Connellsville Gas Coal Co. v. Baltimore & Ohio Railroad

216 Pa. 309 | Pa. | 1907

Opinion by

Mr. Justice Brown,

In 1882, the Ohio and Baltimore Short Line Railway Company, with the consent of the appellee, the owner of the three tracts of land in controversy, entered upon them and constructed a railroad over them. In the construction of this railroad and in making the improvements necessary in connection with the same the railway company expended large sums of money, and it and the Baltimore and Ohio Railroad Company, the appellent, its lessee, have, from the time the lands were so occupied for railroad purposes up to the institution of this suit, in January, 1905, been in the exclusive and undisputed possession of them. As this possession has been exclusive and is claimed by the appellant to have been adverse for more than twenty-one years, its contention is that the statute of limitations of March 26, 1785, 2 Sm. L. 299, is a bar to the plaintiff’s right to recover.

That the statute of limitations is not a bar to the right of the plaintiff to be compensated for the taking of its lands by the railway company having the right of eminent domain, is not an open question with us, and the learned trial judge correctly so held in directing a verdict for the appellee, on which judgment was entered “ with stay of execution thereon for ninety days to enable the railroad company to proceed under the statute and procure the condemnation of land, etc.” The Ohio and Baltimore Short Line Railway Company having entered upon the lands of the appellee for the purpose of constructing its road upon them, neither it nor its lessee can set up an adverse holding, either under the statute of limitations or as a prescriptive easement, in bar of the right of the appellee to receive compensation for whatever damages it may have sustained : Wheeling, Pittsburg and Baltimore Ry. Co. v. Cleland, 37 Legal Int. 466; Covert v. Pittsburg and Western Railway Co., 204 Pa. 341; Carter v. Ridge Turnpike Co., 208 Pa. 565. The uncontradicted testimony is that the appellee *311has not been compensated for the taking of its lands, bnt, having permitted the railway company to enter upon them in advance of the ascertainment of damages and make large expenditures upon them in the construction and operation of its railroad, it would be inequitable to now permit them to be taken from the appellant, unless it should refuse to proceed in the statutory way to have the damages ascertained.
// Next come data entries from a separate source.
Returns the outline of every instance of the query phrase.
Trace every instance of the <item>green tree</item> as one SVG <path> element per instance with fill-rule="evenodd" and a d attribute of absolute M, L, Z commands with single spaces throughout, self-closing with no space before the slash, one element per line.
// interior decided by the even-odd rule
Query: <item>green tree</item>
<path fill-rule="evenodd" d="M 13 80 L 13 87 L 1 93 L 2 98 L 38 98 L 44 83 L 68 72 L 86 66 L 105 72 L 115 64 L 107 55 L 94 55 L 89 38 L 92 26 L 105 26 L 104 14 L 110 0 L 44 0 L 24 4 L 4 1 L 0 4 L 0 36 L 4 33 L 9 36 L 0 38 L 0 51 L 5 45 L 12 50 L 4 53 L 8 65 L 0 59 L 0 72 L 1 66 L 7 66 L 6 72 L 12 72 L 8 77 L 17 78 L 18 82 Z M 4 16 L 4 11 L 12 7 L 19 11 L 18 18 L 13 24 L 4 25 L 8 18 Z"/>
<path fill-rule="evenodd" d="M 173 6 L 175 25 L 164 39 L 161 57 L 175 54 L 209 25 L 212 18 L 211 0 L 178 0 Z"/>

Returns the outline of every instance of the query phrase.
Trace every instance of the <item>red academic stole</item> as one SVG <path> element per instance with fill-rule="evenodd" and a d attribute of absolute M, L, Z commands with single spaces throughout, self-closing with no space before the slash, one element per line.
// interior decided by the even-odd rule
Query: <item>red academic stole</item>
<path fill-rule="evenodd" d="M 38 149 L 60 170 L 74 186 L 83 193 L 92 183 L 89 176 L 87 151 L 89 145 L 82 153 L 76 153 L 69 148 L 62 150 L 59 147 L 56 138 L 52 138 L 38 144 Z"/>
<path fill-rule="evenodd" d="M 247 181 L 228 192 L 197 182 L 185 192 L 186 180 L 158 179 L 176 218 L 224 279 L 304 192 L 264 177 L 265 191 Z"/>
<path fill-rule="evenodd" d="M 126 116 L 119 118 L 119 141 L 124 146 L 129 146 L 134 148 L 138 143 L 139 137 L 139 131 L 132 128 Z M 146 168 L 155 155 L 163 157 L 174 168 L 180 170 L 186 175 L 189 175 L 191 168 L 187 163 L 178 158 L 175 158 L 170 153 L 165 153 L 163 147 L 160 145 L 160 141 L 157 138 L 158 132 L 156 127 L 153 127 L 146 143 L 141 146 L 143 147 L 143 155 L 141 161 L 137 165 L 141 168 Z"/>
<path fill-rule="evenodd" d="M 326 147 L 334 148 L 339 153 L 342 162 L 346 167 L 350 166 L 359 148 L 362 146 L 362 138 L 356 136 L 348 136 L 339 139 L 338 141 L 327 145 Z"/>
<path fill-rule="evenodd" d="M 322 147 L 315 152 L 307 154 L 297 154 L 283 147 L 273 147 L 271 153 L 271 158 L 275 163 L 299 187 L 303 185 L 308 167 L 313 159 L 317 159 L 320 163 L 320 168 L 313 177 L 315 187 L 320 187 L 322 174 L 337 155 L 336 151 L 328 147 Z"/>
This action of ejectment, equitable in its character, was properly brought for the purpose of quickening the appellant to the performance of its duty to take proper steps to ascertain what compensation ought to be paid to the appellee: Oliver et al. v. Pittsburg, V. & C. Ry. Co., 131 Pa. 408. The effect of the judgment below is to permit the appellant to retain possession of the lands upon making proper compensation for whatever damages may have been sustained by the appellee, and it is, therefore, affirmed.